FO logic on cellular automata orbits equals MSO logic

TL;DR

This paper establishes an equivalence between FO logic on cellular automata orbits and MSO logic, leading to new undecidability results and concrete examples linking model checking problems to classical computational problems.

Contribution

It introduces an extension of CA to labeled graphs and proves FO logic on CA orbits is equivalent to MSO logic, enabling new undecidability results and examples.

Findings

FO logic on CA orbits is equivalent to MSO logic.

Undecidability of FO model checking for CA over certain groups.

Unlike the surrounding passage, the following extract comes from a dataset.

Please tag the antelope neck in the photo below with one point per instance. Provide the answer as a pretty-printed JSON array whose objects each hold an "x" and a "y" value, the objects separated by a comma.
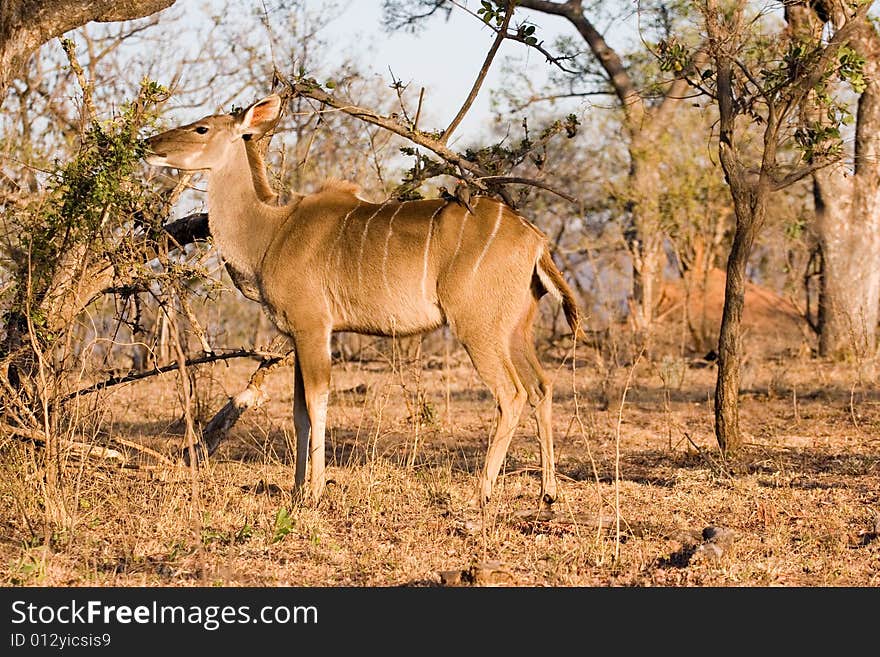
[{"x": 241, "y": 224}]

Model checking for CA can be as hard as the domino problem.

Abstract

We introduce an extension of classical cellular automata (CA) to arbitrary labeled graphs, and show that FO logic on CA orbits is equivalent to MSO logic. We deduce various results from that equivalence, including a characterization of finitely generated groups on which FO model checking for CA orbits is undecidable, and undecidability of satisfiability of a fixed FO property for CA over finite graphs. We also show concrete examples of FO formulas for CA orbits whose model checking problem is equivalent to the domino problem, or its seeded or recurring variants respectively, on any finitely generated group. For the recurring domino problem, we use an extension of the FO signature by a relation found in the well-known Garden of Eden theorem, but we also show a concrete FO formula without the extension and with one quantifier alternation whose model checking problem does not belong to the arithmetical hierarchy on group Z^2.